Zero sum game row elimination

Question

I have a zero sum game $$\begin{pmatrix} 2&0&2\\1&2&3\\4&1&2\end{pmatrix}$$ where player 1 selects the row and wants to maximize the utility and player selects columns and try to minimize the utility. After noticing that the third column is strictly dominated by the second one I can delete it. $$\begin{pmatrix} 2&0\\1&2\\4&1\end{pmatrix}$$ Now is it true that I can say that the first row is strictly dominated because there exists a convex combination between second and third row that is better than first row (i.e. $\frac12 1+\frac12 4>2; \frac12 2+\frac12 1>0$)?

Answer 1

We can preform Iterated elimination of strictly dominated strategies with pure and mixed strategies. Since there is a pure strategy we do not need to use mixed strategies. In pure strategies the payoff of player 1 choosing row 3 is always greater than row 1, $4 > 2$ and $1 > 0$, so row 1 can be eliminated.

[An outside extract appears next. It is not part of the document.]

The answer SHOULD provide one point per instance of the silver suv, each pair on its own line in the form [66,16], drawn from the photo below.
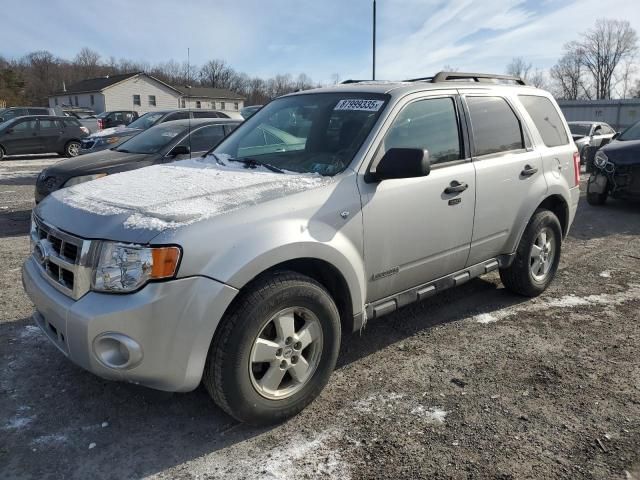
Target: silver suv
[327,208]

If we were to use a mixed strategy, say player 1 plays row 2 with probability $\frac{1}{2}$ and row 3 with probability $\frac{1}{2}$. This gives an expected payoff, regardless of player 2's choice, that is greater than the payoff of row 1, $\frac{5}{2} > 2$ and $\frac{3}{2} > 0$, so row 1 can be eliminated. Either result leaves the game

$$ \begin{pmatrix} 1 & 2 \\ 4 & 1 \end{pmatrix} $$

and this game has no pure Nash Equilibrium.